In a recent drug case south of Jacksonville, Florida, the police received a call that a black male wearing a t-shirt, jeans and sneakers was selling drugs beside a particular road. Police responded to the area and saw the defendant who met the general description. However, the police did not observe the defendant selling drugs or doing anything else that appeared to be illegal. One police officer drove right up to the defendant and put his spotlight on him while the other police officer asked the defendant some questions including permission to search the defendant for illegal drugs. The defendant emptied his pockets, and the police recovered a bag with cocaine inside. The defendant was arrested for possession of cocaine.
This was a bad search, and the criminal defense lawyer was able to file a motion to suppress the evidence that resulted in the evidence of the cocaine being thrown out. Every person has a Constitutional right to be free from unreasonable searches and seizures. That means the police cannot just approach someone in an intimidating manner giving the impression that the person cannot leave and request a search for drugs or anything else. Likewise, the police cannot detain or search a person based on an anonymous tip of illegal activity if the police do not verify that the person is actually engaged in any illegal activity.
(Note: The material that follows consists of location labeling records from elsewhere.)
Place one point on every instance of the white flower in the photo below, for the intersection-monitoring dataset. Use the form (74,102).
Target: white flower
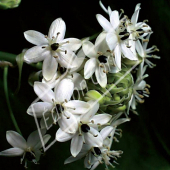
(87,131)
(146,53)
(114,39)
(101,60)
(136,30)
(30,149)
(58,102)
(53,49)
(96,155)
(140,89)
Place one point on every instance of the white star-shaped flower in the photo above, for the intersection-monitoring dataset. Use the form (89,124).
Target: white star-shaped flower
(52,49)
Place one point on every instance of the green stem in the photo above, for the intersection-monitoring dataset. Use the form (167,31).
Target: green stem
(7,100)
(12,58)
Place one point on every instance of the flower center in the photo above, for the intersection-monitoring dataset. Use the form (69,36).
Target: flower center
(59,108)
(54,46)
(29,156)
(102,59)
(140,92)
(124,35)
(62,70)
(85,128)
(97,151)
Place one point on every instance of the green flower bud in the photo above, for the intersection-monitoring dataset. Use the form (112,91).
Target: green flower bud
(5,4)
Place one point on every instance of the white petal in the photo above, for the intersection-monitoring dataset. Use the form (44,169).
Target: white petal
(73,45)
(77,107)
(94,106)
(134,18)
(100,43)
(62,136)
(49,67)
(16,140)
(118,57)
(67,59)
(112,40)
(36,54)
(34,138)
(79,82)
(42,143)
(64,90)
(44,92)
(105,132)
(104,22)
(39,109)
(101,76)
(114,19)
(76,145)
(92,140)
(12,152)
(101,119)
(127,52)
(90,67)
(58,26)
(35,37)
(139,48)
(89,49)
(68,124)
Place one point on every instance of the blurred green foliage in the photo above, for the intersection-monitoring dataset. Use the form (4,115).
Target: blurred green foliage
(145,141)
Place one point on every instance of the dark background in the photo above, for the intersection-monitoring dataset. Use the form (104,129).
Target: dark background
(145,141)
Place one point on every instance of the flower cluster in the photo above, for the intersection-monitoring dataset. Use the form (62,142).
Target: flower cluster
(87,89)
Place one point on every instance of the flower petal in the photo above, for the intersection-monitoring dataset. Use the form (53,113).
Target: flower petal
(73,45)
(35,37)
(104,23)
(68,123)
(64,90)
(39,109)
(49,67)
(139,48)
(16,140)
(89,49)
(44,92)
(93,140)
(101,119)
(105,132)
(76,144)
(57,28)
(134,18)
(114,19)
(12,152)
(100,43)
(79,82)
(89,68)
(36,54)
(77,107)
(118,57)
(101,76)
(127,52)
(62,136)
(112,40)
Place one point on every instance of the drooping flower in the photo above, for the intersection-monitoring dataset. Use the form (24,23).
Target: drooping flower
(87,131)
(58,102)
(30,149)
(140,89)
(116,36)
(101,60)
(52,49)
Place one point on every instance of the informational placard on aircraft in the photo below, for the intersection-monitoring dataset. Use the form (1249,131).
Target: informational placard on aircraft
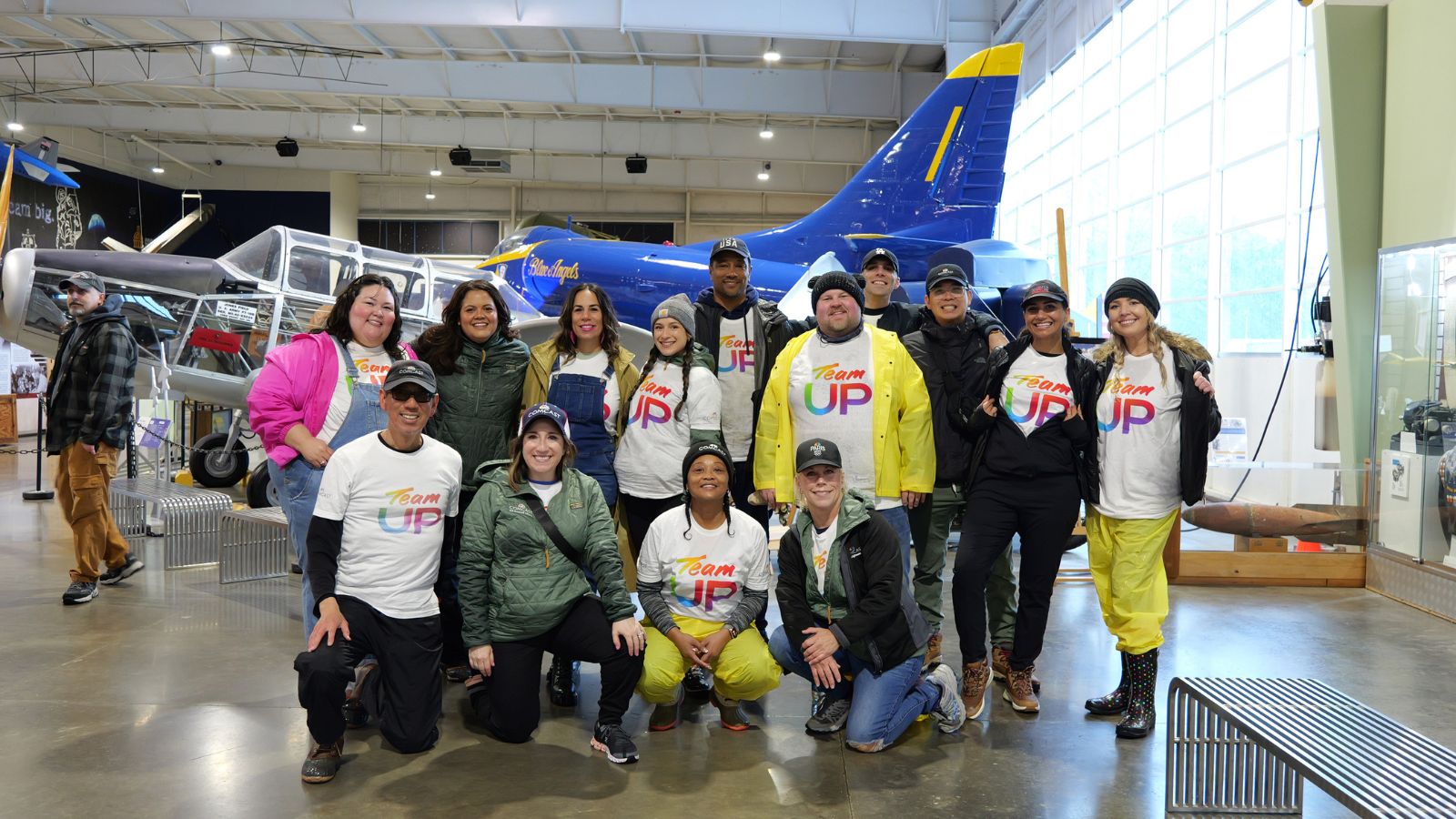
(238,312)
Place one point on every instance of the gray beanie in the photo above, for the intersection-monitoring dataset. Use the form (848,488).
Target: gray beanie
(676,308)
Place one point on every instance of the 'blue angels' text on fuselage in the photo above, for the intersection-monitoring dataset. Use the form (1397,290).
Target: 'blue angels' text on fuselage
(932,188)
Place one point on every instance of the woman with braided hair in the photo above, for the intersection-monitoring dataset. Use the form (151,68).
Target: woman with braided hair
(674,405)
(703,579)
(1155,419)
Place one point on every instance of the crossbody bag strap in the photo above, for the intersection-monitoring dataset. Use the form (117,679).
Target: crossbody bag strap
(552,531)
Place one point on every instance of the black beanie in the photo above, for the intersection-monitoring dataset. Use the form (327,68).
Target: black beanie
(698,450)
(837,280)
(1135,288)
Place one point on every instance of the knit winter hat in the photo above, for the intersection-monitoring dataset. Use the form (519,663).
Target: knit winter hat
(1132,288)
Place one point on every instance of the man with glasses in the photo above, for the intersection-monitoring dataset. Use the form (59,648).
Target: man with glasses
(388,504)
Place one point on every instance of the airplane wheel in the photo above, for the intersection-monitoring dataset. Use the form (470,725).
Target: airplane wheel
(261,490)
(211,467)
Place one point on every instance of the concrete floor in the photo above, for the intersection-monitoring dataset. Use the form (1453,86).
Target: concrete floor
(171,695)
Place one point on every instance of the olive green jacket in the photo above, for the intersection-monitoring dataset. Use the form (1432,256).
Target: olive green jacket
(516,583)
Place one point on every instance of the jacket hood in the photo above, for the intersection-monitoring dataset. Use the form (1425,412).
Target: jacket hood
(1176,339)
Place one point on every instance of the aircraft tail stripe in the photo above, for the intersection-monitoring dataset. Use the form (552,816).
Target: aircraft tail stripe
(945,140)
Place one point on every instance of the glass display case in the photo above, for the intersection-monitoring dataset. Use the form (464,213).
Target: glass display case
(1412,431)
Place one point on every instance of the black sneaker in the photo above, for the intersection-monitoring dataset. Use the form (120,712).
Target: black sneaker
(123,571)
(613,741)
(830,717)
(80,592)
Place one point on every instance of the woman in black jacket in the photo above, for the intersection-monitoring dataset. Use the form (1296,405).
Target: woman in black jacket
(1155,419)
(1033,467)
(851,624)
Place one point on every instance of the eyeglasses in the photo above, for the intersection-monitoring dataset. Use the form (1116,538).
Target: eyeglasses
(404,394)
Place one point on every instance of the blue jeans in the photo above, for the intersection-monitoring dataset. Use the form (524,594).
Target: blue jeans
(883,707)
(899,519)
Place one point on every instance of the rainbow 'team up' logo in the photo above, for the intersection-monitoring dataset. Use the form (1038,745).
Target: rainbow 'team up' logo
(1047,398)
(1127,411)
(844,389)
(408,511)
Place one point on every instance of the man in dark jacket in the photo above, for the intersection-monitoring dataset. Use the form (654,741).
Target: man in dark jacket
(89,407)
(744,334)
(951,349)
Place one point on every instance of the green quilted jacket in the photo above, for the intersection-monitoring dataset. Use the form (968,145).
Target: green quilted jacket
(514,583)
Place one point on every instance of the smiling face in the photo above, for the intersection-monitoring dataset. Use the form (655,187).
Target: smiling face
(669,336)
(822,487)
(1045,318)
(371,315)
(478,318)
(946,302)
(1128,318)
(730,276)
(837,312)
(542,450)
(708,480)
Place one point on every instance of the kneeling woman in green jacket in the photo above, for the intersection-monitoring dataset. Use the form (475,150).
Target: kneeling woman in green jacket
(531,530)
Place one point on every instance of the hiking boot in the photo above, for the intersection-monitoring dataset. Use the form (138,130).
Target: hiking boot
(354,713)
(973,687)
(613,741)
(561,682)
(1001,666)
(123,571)
(1142,693)
(730,713)
(932,651)
(80,592)
(1114,703)
(1019,691)
(322,763)
(830,717)
(666,717)
(950,712)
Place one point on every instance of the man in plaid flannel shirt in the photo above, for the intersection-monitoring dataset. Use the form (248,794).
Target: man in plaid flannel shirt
(89,405)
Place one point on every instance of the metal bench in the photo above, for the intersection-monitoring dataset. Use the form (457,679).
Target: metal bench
(1249,745)
(189,518)
(254,545)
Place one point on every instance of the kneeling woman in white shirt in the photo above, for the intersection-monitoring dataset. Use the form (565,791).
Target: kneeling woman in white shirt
(703,579)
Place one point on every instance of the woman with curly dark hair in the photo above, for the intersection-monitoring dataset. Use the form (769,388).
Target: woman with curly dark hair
(319,392)
(480,363)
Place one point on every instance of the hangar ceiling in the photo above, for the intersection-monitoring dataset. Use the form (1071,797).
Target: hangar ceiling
(560,87)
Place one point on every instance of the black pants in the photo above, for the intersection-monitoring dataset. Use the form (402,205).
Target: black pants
(404,693)
(1043,511)
(641,511)
(451,622)
(514,683)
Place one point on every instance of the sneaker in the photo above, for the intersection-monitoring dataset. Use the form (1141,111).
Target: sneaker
(322,763)
(613,741)
(830,717)
(973,687)
(730,713)
(123,571)
(80,592)
(950,710)
(1019,693)
(666,717)
(1001,666)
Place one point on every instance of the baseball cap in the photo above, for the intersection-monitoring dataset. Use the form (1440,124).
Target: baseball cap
(411,370)
(733,245)
(881,252)
(550,411)
(86,280)
(945,273)
(815,452)
(1046,288)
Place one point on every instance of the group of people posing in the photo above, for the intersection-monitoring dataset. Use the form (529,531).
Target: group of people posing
(463,504)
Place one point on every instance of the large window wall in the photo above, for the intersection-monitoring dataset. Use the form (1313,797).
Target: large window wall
(1181,142)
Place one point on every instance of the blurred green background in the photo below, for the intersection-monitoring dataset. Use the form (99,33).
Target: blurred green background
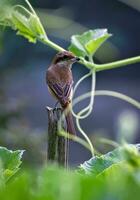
(24,94)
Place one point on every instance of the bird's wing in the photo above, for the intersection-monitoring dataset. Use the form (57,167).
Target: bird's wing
(62,91)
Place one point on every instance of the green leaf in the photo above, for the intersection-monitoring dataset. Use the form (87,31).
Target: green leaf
(98,164)
(88,43)
(24,21)
(10,162)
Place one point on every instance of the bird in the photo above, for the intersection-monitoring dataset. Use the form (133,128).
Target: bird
(59,79)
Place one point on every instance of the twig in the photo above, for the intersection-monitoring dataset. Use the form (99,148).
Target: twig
(57,145)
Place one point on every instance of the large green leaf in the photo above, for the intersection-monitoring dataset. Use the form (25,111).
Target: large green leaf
(87,43)
(23,20)
(99,164)
(10,162)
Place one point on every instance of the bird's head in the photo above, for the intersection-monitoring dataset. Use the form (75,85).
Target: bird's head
(65,58)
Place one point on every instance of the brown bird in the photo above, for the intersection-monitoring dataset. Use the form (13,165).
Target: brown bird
(60,80)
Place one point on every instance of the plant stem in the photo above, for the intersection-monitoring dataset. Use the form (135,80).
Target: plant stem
(91,65)
(120,63)
(51,44)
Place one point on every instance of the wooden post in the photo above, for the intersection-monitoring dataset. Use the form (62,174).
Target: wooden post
(57,145)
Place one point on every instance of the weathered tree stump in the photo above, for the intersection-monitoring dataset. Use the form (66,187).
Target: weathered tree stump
(57,145)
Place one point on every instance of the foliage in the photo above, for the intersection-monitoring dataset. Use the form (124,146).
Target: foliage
(119,181)
(10,162)
(88,43)
(24,21)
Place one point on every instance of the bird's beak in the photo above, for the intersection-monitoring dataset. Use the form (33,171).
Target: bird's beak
(76,59)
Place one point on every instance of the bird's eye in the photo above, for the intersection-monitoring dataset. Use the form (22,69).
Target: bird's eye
(65,58)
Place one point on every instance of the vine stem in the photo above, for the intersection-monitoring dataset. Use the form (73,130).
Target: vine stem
(90,65)
(120,63)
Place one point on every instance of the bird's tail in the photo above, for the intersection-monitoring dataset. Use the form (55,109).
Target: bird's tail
(70,122)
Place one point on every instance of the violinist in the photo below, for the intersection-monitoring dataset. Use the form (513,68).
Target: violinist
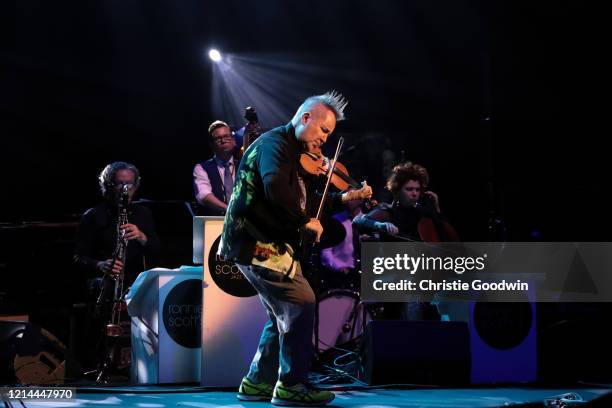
(412,204)
(262,234)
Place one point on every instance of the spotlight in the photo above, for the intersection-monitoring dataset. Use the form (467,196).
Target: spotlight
(214,55)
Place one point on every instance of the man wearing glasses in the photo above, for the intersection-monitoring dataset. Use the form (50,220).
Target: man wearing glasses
(213,179)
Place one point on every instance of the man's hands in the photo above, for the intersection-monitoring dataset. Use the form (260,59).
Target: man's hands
(314,226)
(387,227)
(105,267)
(364,193)
(133,232)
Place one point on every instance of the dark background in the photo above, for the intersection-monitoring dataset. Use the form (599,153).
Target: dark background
(499,100)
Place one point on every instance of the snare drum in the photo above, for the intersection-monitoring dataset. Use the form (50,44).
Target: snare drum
(341,318)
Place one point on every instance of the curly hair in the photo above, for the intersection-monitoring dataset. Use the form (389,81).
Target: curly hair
(107,176)
(404,172)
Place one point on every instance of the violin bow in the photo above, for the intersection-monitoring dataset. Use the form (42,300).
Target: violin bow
(330,172)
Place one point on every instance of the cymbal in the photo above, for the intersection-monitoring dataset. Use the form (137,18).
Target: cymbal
(333,232)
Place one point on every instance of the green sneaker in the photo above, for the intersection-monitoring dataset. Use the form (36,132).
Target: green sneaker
(300,395)
(249,391)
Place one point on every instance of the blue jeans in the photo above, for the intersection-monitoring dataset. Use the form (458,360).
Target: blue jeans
(285,348)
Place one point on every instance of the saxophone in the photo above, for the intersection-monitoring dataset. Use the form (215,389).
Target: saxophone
(113,328)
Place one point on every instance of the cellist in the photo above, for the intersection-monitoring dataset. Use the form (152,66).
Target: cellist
(414,214)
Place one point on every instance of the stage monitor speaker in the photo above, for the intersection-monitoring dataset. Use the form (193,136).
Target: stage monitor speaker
(30,355)
(416,352)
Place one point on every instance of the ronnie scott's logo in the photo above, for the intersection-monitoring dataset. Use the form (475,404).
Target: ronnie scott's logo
(227,276)
(183,313)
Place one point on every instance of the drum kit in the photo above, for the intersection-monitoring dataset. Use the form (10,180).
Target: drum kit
(341,315)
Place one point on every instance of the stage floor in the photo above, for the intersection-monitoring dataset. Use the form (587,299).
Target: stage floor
(170,396)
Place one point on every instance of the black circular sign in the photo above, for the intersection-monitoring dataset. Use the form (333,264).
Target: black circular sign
(503,325)
(227,276)
(182,313)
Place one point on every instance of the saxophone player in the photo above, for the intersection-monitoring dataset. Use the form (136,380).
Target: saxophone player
(97,234)
(100,230)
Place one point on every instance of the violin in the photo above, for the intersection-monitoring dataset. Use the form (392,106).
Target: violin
(316,164)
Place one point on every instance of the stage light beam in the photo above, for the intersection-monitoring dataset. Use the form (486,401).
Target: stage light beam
(214,55)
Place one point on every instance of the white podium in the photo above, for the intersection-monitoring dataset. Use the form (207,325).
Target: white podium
(165,306)
(232,315)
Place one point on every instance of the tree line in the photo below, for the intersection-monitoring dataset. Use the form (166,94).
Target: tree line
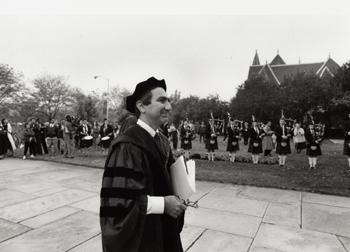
(49,96)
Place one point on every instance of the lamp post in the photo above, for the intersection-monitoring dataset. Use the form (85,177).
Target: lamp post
(95,77)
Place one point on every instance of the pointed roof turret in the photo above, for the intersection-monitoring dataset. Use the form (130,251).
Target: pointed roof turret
(277,60)
(256,61)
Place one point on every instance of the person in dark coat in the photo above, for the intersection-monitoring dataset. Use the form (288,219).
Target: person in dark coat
(139,211)
(186,135)
(211,141)
(43,135)
(84,131)
(313,148)
(283,135)
(233,134)
(245,133)
(255,143)
(173,136)
(29,140)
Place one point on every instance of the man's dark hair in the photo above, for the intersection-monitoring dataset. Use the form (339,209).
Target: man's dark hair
(146,100)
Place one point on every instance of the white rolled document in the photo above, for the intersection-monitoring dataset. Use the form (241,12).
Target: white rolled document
(183,178)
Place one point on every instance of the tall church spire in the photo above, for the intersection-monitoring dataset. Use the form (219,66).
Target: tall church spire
(256,61)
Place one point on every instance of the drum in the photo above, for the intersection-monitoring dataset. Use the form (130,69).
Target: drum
(106,141)
(88,140)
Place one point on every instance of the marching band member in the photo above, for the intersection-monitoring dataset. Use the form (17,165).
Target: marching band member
(283,134)
(245,132)
(255,143)
(211,142)
(267,140)
(299,138)
(84,131)
(233,134)
(313,145)
(186,139)
(106,132)
(173,136)
(8,140)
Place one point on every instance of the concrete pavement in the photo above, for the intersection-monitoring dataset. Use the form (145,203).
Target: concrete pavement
(53,207)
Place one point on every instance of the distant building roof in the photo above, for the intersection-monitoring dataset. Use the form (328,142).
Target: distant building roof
(277,70)
(256,60)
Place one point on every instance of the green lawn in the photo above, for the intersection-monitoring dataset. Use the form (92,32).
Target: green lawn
(330,177)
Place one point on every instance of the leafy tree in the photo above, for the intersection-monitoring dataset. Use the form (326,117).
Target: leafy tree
(340,96)
(303,93)
(52,94)
(11,85)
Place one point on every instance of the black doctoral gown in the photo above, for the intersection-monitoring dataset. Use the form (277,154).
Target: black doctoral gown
(136,167)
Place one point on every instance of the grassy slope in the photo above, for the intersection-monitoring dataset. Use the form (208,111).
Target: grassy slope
(328,178)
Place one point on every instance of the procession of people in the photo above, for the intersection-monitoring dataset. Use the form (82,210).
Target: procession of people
(57,137)
(65,136)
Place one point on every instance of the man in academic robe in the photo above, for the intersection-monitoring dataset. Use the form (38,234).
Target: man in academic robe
(139,211)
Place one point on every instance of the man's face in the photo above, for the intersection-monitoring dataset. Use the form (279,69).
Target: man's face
(157,113)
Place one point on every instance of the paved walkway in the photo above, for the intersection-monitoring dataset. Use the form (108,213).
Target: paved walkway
(51,207)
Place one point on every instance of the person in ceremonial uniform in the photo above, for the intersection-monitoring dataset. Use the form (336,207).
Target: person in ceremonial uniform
(201,132)
(83,131)
(29,140)
(211,141)
(107,135)
(9,143)
(68,137)
(299,138)
(43,134)
(313,148)
(283,135)
(52,137)
(186,135)
(95,135)
(267,140)
(255,143)
(173,136)
(2,141)
(139,211)
(245,133)
(233,134)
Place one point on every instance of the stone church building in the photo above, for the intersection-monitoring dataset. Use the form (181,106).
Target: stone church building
(277,69)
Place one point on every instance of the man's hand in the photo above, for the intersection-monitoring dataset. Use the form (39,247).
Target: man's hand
(173,206)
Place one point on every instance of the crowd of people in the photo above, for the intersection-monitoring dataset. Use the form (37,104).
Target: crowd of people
(57,137)
(69,134)
(260,138)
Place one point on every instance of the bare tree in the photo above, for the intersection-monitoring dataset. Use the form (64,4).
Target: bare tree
(11,84)
(52,94)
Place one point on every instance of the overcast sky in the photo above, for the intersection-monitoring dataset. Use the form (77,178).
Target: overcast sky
(198,47)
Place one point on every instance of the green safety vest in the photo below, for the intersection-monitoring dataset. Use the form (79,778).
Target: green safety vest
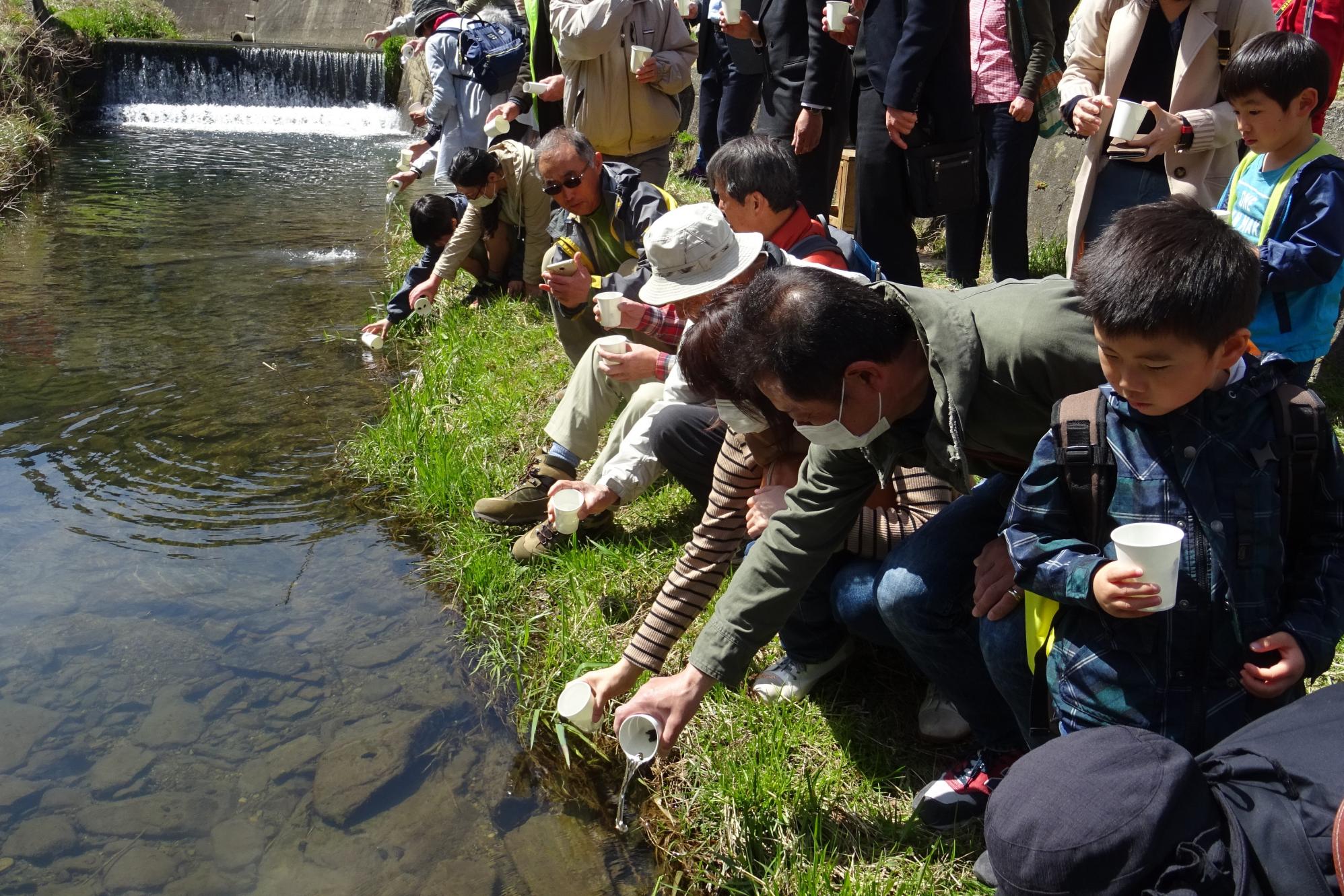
(1320,148)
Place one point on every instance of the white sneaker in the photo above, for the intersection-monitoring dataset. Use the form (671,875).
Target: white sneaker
(792,680)
(940,720)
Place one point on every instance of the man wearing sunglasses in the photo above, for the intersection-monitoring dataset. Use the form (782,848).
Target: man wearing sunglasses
(604,211)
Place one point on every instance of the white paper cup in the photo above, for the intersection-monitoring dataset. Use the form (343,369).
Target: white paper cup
(611,308)
(1155,549)
(639,736)
(639,55)
(1129,116)
(576,704)
(566,507)
(836,11)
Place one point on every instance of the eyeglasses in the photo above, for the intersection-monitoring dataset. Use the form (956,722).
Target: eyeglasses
(569,182)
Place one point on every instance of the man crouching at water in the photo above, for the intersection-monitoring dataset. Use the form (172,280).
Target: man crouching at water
(875,378)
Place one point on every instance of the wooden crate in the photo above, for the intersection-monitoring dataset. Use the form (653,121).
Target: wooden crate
(842,205)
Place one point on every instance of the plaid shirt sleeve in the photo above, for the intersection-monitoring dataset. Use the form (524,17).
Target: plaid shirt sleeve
(663,324)
(1039,527)
(1314,582)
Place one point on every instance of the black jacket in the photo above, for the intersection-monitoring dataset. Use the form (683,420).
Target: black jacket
(803,63)
(918,54)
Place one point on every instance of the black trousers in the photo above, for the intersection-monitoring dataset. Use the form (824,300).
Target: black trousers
(885,226)
(687,440)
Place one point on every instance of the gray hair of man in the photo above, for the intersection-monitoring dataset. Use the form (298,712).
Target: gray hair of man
(558,139)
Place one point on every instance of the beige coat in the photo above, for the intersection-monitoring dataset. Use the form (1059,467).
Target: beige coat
(619,114)
(522,205)
(1101,44)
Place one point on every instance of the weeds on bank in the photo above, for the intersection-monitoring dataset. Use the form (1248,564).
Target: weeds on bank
(101,20)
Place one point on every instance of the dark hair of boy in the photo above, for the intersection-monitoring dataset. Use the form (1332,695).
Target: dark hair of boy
(1281,65)
(433,217)
(472,167)
(1170,268)
(755,164)
(805,326)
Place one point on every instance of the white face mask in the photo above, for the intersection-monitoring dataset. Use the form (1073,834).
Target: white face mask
(738,419)
(836,437)
(483,201)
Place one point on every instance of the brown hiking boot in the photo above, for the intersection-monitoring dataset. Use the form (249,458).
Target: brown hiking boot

In this case, the police received an anonymous tip that someone was selling drugs. They found the person described in the tip, but the police officers did not see any evidence of illegal activity. When they drove up to the defendant, shined the spotlight on him and started interrogating him, that was considered a detention. Since the police did not have any reasonable suspicion that the defendant was doing anything illegal, it was an illegal detention and any cocaine or other evidence found by the police during the illegal detention was thrown out of court and the possession of cocaine charge was ultimately dropped.